Gonzalo sabía que María tenía razón. En su
desesperación por arrancarla de aquel infierno de matrimonio con el de Mesía no
pensaron las consecuencias que podría acarrearles a ambos. Mientras que él
había sufrido un intento de asesinato cuando le enterró vivo, María había sido
acusada de adulterio y encerrada primero en prisión y luego en un convento
donde creyó que iba a pasar cinco años.
El camino hacia su felicidad no había sido
nada fácil.
Gonzalo le acarició el rostro, con amor,
agradecido por todo lo que había hecho por él, por su continuo sacrificio.
-Si hubiese sabido antes la verdad… -susurró
él.
-No podrías haber hecho nada –cogió su mano
entre las suyas-. Gonzalo, solo me importaba que estuvieses bien. Con eso me
valía. Aunque fuese lejos de mí.
El joven acercó sus labios a los de ella y
los besó. No encontraba otra manera de demostrarle cuánto la quería y admiraba
por su valentía. ¿Cómo no iba a amarla si María era su vida entera?

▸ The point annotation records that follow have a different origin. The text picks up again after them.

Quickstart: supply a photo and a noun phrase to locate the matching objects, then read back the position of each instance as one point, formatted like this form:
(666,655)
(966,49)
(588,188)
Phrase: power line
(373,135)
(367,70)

-Lo cierto es que yo tampoco fui sincero
contigo –confesó entonces-; cuando te dije que dejaba el sacerdocio porque no
quería pertenecer a un estamento que daba cabida a hombres como don Celso. Eso
no fue el motivo, tan solo aceleró mi decisión pues estaba tomada desde antes.
Desde esos días que pasamos juntos en aquella cabaña –el corazón de María se
encogió de pronto, lleno de emoción-. Cuando ideamos aquella huida me di cuenta
de que si nos marchábamos de Puente Viejo, tarde o temprano terminaríamos juntos.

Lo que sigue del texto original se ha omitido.